Oil Ministry spokesman Asim Jihad confirmed that saboteurs attacked the 16-inch pipeline that transports fuel oil from the Baji refinery. The Baji facility can process as much as 25,000 barrels of crude oil into diesel and gasoline per day. A similar attack in 2011 forced Iraq to import fuel from neighboring countries and Jihad said it would likely be several days before the pipeline was repaired. (Related article: Super Majors Need to Step Up Their Oil Game)
The attack on the pipeline coincided with a string of bombings that rocked Shiite neighborhoods in and around Baghdad during the weekend. Al-Qaida's Islamic State of Iraq claimed responsibility for attacks that left at least 28 people dead. ISIsaid the attacks were an act of "revenge for alleged criminal acts by the Shiite-led government in Sunnis areas of the capital."
A protest movement against Iraqi Prime Minister Nouri al-Maliki has evolved in Sunni-dominated Anbar province. During the height of the U.S.-led invasion, the provincial capital Fallujah was the seat of the insurgency. Last week, Human Rights Watch called on Baghdad to investigate the January police shooting deaths of nine civilians demonstrating against Maliki's government in Anbar's capital.
Iraq since the U.S.-led invasion in 2003 has played host to Total (NYSE: TOT), Chevron (NYSE: CVX) and Russia's Gazprom Neft, some of the largest international oil companies in the world. The central government in Baghdad, meanwhile, enjoys the backing of a U.S. government that's warned companies like Exxon Mobil (NYSE: XOM) of the risks of wading too deeply into the political frays that overshadow Iraq's oil wealth. Without a U.S. military to oversee the country, however, political rows have escalated to the point that the International Crisis Group started warning more than six months ago that things in Iraq would "almost certainly end badly." (Related article: IRAN: Behind the Scenes Ahead of Kazakhstan Talks)
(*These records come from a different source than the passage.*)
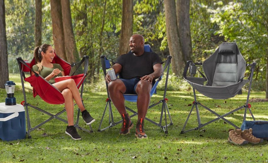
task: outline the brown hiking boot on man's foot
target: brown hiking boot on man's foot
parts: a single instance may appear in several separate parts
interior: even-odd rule
[[[120,130],[119,134],[121,135],[125,135],[130,133],[130,130],[133,127],[133,123],[131,122],[128,114],[123,114],[121,115],[122,120],[123,120],[122,127]]]
[[[239,145],[244,145],[248,143],[248,142],[243,139],[241,136],[241,129],[232,130],[229,132],[228,141],[232,143]]]
[[[243,139],[252,144],[258,144],[263,142],[263,139],[254,137],[252,135],[252,129],[246,129],[241,132],[241,136]]]
[[[147,138],[147,135],[144,132],[143,128],[143,120],[140,118],[137,122],[136,125],[136,133],[135,136],[139,139]]]

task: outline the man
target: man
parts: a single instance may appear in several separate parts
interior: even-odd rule
[[[123,94],[137,94],[138,122],[135,136],[146,138],[143,129],[144,120],[150,102],[150,92],[155,79],[163,72],[162,61],[155,53],[144,51],[144,39],[139,34],[130,38],[129,47],[131,53],[118,57],[113,68],[115,74],[120,73],[121,78],[111,80],[106,74],[105,80],[108,83],[108,91],[112,101],[121,115],[123,120],[120,132],[121,135],[130,133],[133,126],[125,105]]]

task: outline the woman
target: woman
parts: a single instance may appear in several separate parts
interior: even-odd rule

The World Bank in December said that Iraq remains fragile. If the government can manage its oil wealth properly, however, it has an "excellent opportunity" to lay the foundations for long-term prosperity. The Organization of Petroleum Exporting Countries said pipeline disruptions like last weekend's were in part responsible for a decline in the amount of crude oil coming out of Iraq, however. Oil production from Iraq peaked in November at around 3.2 million barrels per day but, as of Jan. 13, was down by around 200,000 bpd. Exxon recently hired former U.S. Ambassador to Iraq James Jeffrey, presumably to help it navigate the country's troubled waters. Despite protracted political disputes over national hydrocarbon laws, however, Iraqi officials said getting legislation through a divided parliament was low on the government's list of priorities.
The country holds local elections in April and national elections in 2014. The ICG report said Maliki shouldn't seek a third term in the national contest. The last time Iraq held elections, it broke the record for the longest period of time between the vote and the forming of a new government. With political feuds becoming the new normal, companies like Exxon may need more than a former envoy to help them figure out what's next in Iraq.